Despite the recent passage of the America Invents Act (AIA) of 2011, the most comprehensive change to the U.S. patent system since 1836, Congress soon acted to pass further legislation. Indeed, before the ink on the AIA was dry and before full implementation of the Act, significant changes were being proposed to ostensibly address the patent troll problem. On December 5, 2013, the House of Representatives passed H.R. 3309, the Innovation Act, with various controversial positions, e.g., fee shifting, which would adopt the “English rule” in damages where the loser pays the legal fees of the prevailing party in “unreasonable” patent suits, and make significant changes in notice pleading. Although some provisions of H.R. 3309 were sensible, little thought went into the impact of these new requirements to the patent system to all patent holders, whether engaging in abusive trolling or not.
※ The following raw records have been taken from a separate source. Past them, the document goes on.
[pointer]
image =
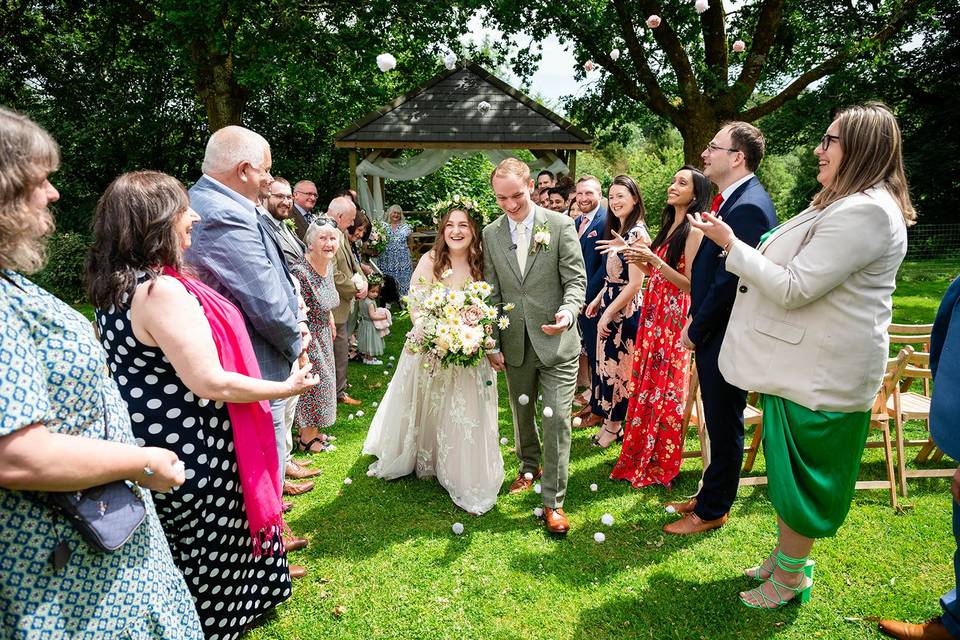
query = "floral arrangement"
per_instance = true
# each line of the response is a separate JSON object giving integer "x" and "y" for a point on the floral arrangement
{"x": 377, "y": 240}
{"x": 452, "y": 327}
{"x": 471, "y": 206}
Indeed, some of the notice requirements were particularly burdensome to every patent holder and every patent applicant, seriously undermining the entire patent system.
Imagine a rightful patent holder, trying to stop an overt infringer copying his invention, and the infringer, making huge profits on their theft, hires a large law firm, turning on litigation full blast. How could this little guy even contemplate protecting his rights when faced with a Goliath who could turn a small litigation into one costing millions? How many of these rightful patent holders might be intimidated into not even entering the court system? Instead, under our current system, a judge has the right to award damages under inequitable circumstances, including fee shifting. This is vastly different from a proposed system that mandates a winner-take-all philosophy. Similarly, individuals and small companies subject to improperly-asserted patents already have the right to fee shifting or other equity if the judge views the litigation baseless. There must be some discretion before levying these harsh penalties, and judges should remain in control of the process.
The legislative controversy came to a head in the Senate on May 21, 2014, when the Senate version of the bill, called the Patent Transparency and Improvement Act, was removed from the Senate calendar, enraging the Bill’s sponsor, Senator Leahy, who blamed the trial lawyers. However, many in the patent community also objected to the Senate Bill, including the biopharmaceutical industry and universities, who noted that both the House and Senate Bills lacked target to the particular problem, bad actions by trolls, and instead adversely affected the entire patent community. For these reasons, the Senate Bill was shelved. Littlefinger would be proud.
With all this Congressional turmoil, the search for a new USPTO Director continues without success. A couple of months ago, however, the press was abuzz with Phil Johnson, Senior Vice President for Intellectual Property, at Johnson & Johnson being vetted for the position. However, despite Mr. Johnson’s extensive expertise in patent law, his candidacy was contested because of some pro-patent positions he took. Apparently, one needs to toe the party line for such consideration, which does not bode well for the patent system. Shades of the Red Wedding?
Talk now is that Ms. Lee is finally being considered for the Director position. After leaving the Director position vacant for a year and a half, and passing her and Ms. Rea over, both highly-qualified candidates, will this administration and Congress, like the medieval lords in Game of Thrones, consider a Daenerys Targaryen to ascend the Patent Throne? Sadly, with the powers at work against the patent system, without someone to lead, as they say in Westeros, winter is coming.